10th International Aerosol Conference
September 2 - September 7, 2018
America's Center Convention Complex
St. Louis, Missouri, USA

Abstract View


Data Inversion Methods to Determine Sub-3 nm Particle Size Distributions Using the Particle Size Magnifier

RUNLONG CAI, Dongsen Yang, Lauri R. Ahonen, Linlin Shi, Frans Korhonen, Yan Ma, Tuukka Petäjä, Jun Zheng, Juha Kangasluoma, Jingkun Jiang, Tsinghua University

     Abstract Number: 244
     Working Group: Instrumentation

Abstract
Measuring particle size distribution accurately down to approximately 1 nm is needed for studying atmospheric new particle formation. The scanning particle size magnifier (PSM) using diethylene glycol as the working fluid has been used for measuring sub-3 nm atmospheric aerosols. A proper inversion method is required to recover the particle size distribution from PSM raw data. However, the performance of PSM inversion methods, especially considering the influence of random errors, has not been systematically examined. Similar to many other aerosol spectrometers and classifiers, PSM inversion can be deduced to a problem described by the Fredholm integral equation of the first kind. The inversion methods used in other aerosol instruments can possibly be applied to solve the PSM inversion problem. Among them, those methods requiring with less prior information on the particle size distribution are more preferable.

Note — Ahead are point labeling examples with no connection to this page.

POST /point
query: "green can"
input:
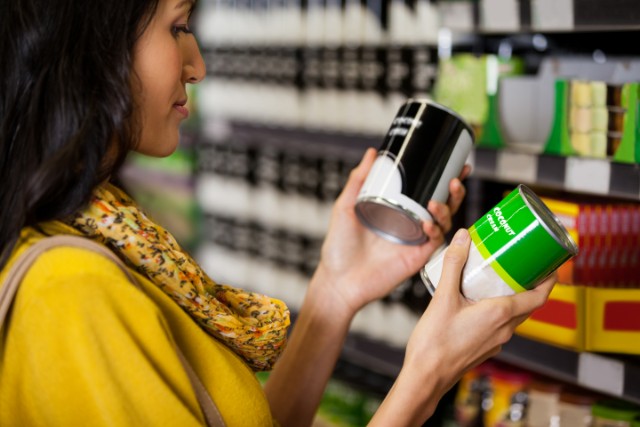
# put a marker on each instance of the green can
(515, 246)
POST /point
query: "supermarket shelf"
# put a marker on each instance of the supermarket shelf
(614, 375)
(575, 174)
(609, 374)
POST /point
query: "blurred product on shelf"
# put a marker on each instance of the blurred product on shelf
(614, 413)
(608, 235)
(596, 118)
(495, 394)
(574, 407)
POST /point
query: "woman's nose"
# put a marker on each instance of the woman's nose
(194, 67)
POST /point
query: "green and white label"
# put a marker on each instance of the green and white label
(515, 243)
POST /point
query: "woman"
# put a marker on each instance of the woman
(82, 84)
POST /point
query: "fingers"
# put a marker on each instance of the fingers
(457, 193)
(356, 178)
(455, 258)
(466, 171)
(524, 303)
(441, 215)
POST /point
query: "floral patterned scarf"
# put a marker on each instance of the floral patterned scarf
(252, 325)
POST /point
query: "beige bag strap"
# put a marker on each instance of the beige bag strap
(22, 265)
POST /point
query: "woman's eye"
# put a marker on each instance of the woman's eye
(182, 28)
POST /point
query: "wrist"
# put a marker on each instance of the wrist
(414, 396)
(332, 294)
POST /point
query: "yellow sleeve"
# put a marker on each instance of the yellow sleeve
(84, 347)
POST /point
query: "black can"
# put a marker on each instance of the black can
(426, 146)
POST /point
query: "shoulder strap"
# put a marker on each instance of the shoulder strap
(19, 269)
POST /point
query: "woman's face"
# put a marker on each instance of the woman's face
(166, 58)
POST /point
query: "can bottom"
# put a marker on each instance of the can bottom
(391, 222)
(427, 281)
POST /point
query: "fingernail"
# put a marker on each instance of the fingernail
(460, 238)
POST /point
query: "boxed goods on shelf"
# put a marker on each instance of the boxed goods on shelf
(595, 307)
(588, 319)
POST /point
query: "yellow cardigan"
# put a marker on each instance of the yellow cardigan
(84, 347)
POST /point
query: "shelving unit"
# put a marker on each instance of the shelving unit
(308, 68)
(611, 374)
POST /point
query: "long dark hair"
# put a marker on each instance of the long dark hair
(66, 107)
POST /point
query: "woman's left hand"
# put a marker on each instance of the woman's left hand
(356, 265)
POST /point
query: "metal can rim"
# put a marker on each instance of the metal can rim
(548, 219)
(445, 109)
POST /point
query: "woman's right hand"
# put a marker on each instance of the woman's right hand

We tested the performance of the step-wising method, the kernel function method (Lehtipalo et al., 2014), the H&A method (Hagen and Alofs method, 1983), and the expectation-maximization algorithm. The step-wising method and the kernel function method were used in previous studies on PSM. The H&A method and the expectation-maximization algorithm were used in data inversion for the electrical mobility spectrometers and the diffusion batteries (Maher and Laird., 1985), respectively. In addition, Monte Carlo simulation was used to test the accuracy and precision of the particle size distributions recovered using different inversion methods. The relative random errors estimated from atmospheric observation and laboratory study were added in the simulated particle concentration detected by the PSM. Laboratory experiments were conducted to test the sizing accuracies of different inversion methods and to verify the results predicted by the simulation.

The step-wising method may report false sub-3 nm particle concentrations when there are no sub-3 nm particles because it does not account for the influence of particles large than 3 nm. The kernel function method and the H&A method may lead to relatively large uncertainties in the recovered particle size distribution because of using the unstable least square method. Sometimes they report false sub-3 nm concentrations due to the large uncertainties. Compared to the kernel function method, the H&A method lead to smaller uncertainties while having similar computational expenses. Among all the tested inversion methods, the expectation-maximization algorithm has the highest accuracy and stability. We suggest using the expectation-maximization algorithm to retrieve the particle size distributions from PSM raw data. The H&A method is recommended for preliminary analysis considering the computational expenses of the expectation-maximization algorithm.

Based on the inversion analysis, we also provided practical suggestions on PSM operations. The uncertainties of the recovered size distributions of particles smaller than 1.3 nm or larger than 3 nm may be large due to the incomplete kernel function curves, the low resolutions, and/or the low detection efficiencies. The measuring uncertainties in the scanning mode may also increase the uncertainties of the recovered size distribution. Thus, the scanning scheme of the saturator flow rate is suggested to be improved to reduce the measuring uncertainties. In addition, one should carefully distinguish the false inversion results from the true sub-3 nm particle concentrations.